The sugar inquiry report did not focus on the structural problems creating the ‘economic rents'. Rather the energies are expended on chasing the rentiers. And the media eyes are on personalities. The study dealt with the tactical issues – nothing on fixing the sector dynamics. There is little or no talk on rules, regulations and legislations that are creating such problems. Swaying away from personalities, such irregularities and rents are common in many other industries. As someone aptly said that rent seeking in Pakistan is seriously sophisticated. The question is how many goose will you chase. IPPs, sugar and many more to come.
Whenever there is rent, entrepreneurs compete on milking it. Efficient ones to get higher share of the pie. These are held accountable when inquiries are conducted on the basis of ‘existing rules of business'. In IPPs, those who ran plants more efficiently than stated efficiency levels are in the limelight. Same is the case of sugar where better run mills made more money. Grabbing the smart businesspersons is like taking away efficiencies from the system. It's better to focus on correcting the system to let them compete in deregulated rules of business.
Sugar is a highly regulated industry. Provincial governments issue mills licenses. Political bigwigs get licenses. Or those who have licenses sneak their way to political power corridors. The sugarcane market is tightly regulated too. The growers can only sell to mills in their respective geographies. Provincial government sets price on cane. Then, the government attempts to regulate consumer price. Not to mention, excess has to be exported by providing subsidy. There are so many potential leakages in the process. There is an extent to which any government can guard those seepages.
At every level, government or regulator has to fix factors, which are best for the market to decide. Government does not have the capacity to evaluate the right support price of cane or the subsidy level and the quantity to export. Government's human and capital resources are deployed in fixing those variables. Forget about poor governance and incapacity of public sector; even with best systems, only markets can determine the equilibrium. These cannot be done ex-ante. It defies basic economic principles.
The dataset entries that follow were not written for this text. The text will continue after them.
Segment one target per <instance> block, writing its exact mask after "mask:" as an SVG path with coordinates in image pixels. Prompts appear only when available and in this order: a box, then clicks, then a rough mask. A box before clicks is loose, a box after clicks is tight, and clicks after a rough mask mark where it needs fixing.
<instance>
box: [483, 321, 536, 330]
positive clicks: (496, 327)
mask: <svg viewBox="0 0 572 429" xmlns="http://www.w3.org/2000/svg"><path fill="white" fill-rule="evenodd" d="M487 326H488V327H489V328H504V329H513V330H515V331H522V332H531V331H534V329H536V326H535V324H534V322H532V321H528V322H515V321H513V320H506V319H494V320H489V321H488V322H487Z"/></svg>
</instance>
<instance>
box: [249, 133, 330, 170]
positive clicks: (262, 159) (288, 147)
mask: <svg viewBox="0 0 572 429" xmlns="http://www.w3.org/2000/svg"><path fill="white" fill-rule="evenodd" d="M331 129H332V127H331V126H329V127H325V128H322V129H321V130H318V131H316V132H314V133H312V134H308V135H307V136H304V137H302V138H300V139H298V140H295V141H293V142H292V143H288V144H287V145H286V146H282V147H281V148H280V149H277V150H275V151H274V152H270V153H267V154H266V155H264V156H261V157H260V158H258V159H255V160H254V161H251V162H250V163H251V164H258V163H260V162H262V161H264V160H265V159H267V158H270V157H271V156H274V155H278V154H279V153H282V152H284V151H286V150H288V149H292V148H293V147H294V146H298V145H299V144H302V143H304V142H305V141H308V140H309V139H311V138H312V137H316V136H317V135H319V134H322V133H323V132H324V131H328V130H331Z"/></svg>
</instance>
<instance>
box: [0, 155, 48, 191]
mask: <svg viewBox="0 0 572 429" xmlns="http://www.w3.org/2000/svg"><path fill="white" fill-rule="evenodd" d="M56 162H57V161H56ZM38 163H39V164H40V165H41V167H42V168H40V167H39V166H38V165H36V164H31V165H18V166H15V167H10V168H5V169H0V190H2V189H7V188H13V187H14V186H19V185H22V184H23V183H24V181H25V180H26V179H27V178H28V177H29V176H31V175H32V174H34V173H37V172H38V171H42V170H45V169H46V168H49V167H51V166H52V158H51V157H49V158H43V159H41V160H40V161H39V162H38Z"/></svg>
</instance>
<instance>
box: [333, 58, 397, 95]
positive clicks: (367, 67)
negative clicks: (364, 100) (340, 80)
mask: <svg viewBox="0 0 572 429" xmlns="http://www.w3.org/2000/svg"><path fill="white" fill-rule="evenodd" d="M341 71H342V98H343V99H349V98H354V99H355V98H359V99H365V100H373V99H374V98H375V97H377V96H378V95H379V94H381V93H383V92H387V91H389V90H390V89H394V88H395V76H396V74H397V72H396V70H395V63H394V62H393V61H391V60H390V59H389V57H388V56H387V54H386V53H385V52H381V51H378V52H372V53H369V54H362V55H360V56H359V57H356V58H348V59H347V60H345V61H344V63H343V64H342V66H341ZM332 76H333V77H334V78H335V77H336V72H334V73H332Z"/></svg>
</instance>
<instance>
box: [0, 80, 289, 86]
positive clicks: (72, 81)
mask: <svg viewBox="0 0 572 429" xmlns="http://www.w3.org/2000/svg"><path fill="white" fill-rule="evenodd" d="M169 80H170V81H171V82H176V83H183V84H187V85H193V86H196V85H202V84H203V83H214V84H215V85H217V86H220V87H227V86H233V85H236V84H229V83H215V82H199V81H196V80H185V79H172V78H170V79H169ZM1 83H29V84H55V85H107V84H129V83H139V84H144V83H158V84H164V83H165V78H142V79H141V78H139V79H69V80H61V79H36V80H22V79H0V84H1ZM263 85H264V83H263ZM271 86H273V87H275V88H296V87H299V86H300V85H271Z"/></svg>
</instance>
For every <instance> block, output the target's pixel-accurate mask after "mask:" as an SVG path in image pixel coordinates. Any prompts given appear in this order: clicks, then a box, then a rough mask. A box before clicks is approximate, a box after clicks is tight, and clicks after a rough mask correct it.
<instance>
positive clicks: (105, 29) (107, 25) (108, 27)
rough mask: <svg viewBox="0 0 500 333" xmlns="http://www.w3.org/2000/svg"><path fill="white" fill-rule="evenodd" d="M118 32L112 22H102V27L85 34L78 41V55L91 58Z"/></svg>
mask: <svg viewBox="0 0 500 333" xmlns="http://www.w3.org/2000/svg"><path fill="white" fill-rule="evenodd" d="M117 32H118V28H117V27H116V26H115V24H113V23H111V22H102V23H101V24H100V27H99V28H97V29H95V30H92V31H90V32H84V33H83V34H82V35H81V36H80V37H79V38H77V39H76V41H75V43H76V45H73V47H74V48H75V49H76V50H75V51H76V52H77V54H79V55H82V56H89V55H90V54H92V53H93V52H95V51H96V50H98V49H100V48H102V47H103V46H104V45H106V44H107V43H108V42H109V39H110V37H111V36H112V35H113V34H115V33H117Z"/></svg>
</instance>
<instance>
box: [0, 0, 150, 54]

The outcomes are of course suboptimal. The catch is to move away from cost plus formulae. The inquiry commission talks about mills showing higher cost of production. The commission's forensic audit findings are on over-invoicing of sugarcane procurement and under-invoicing of sugarcane byproducts (bagasse and molasses). From pure economic lens its good. This implies that in Pakistan sugar mills are more efficient than what published numbers are stating. Had the market been deregulated, wider economic benefit would have been accrued. however, currently it is probably making a few pockets heavy.
The commission demanded cost audit. The report claims manipulation of sucrose recovery ratio, and inflated and irrelevant admin and financial expenses. Some of these mills are audited by big 4. If these claims are true, then the report also raises questions on the credibility and competence of the auditors.
There is a charge sheet on regulators as well. ECC did not do cost analysis for subsidy calculation. SECP is not doing cost audit. FBR is not monitoring documentation of sugar sale. SBP failed to monitor bona fide TTs. Then there is CCP's inaction on artificial supply shortage. Had the industry been deregulated most of these issues would not have been faced. The artificial supply shortages can be dealt with by removing 40 percent duty on sugar import.
Then there are externalities. For example, the debate on fixing cotton support price. The argument advanced by cotton growers is that since sugarcane has support price, the growers are discouraged to opt for cotton. Thus, demanding cotton support price to have a level playing field. Two wrongs do not make a right. Best is to do away with sugarcane support price for providing cotton a level playing field.
If cotton support price is set, then buyers have to be subsidized. Cotton value-added products (textile) are country's prime exports. Competing internationally, they have all the rights to ask for international cotton price. Else, they may demand currency depreciation or a subsidy for being competitive. If that's done, a few years down the road, some inquiry commission on cotton might also be formed on the real or perceived misuse of subsidy.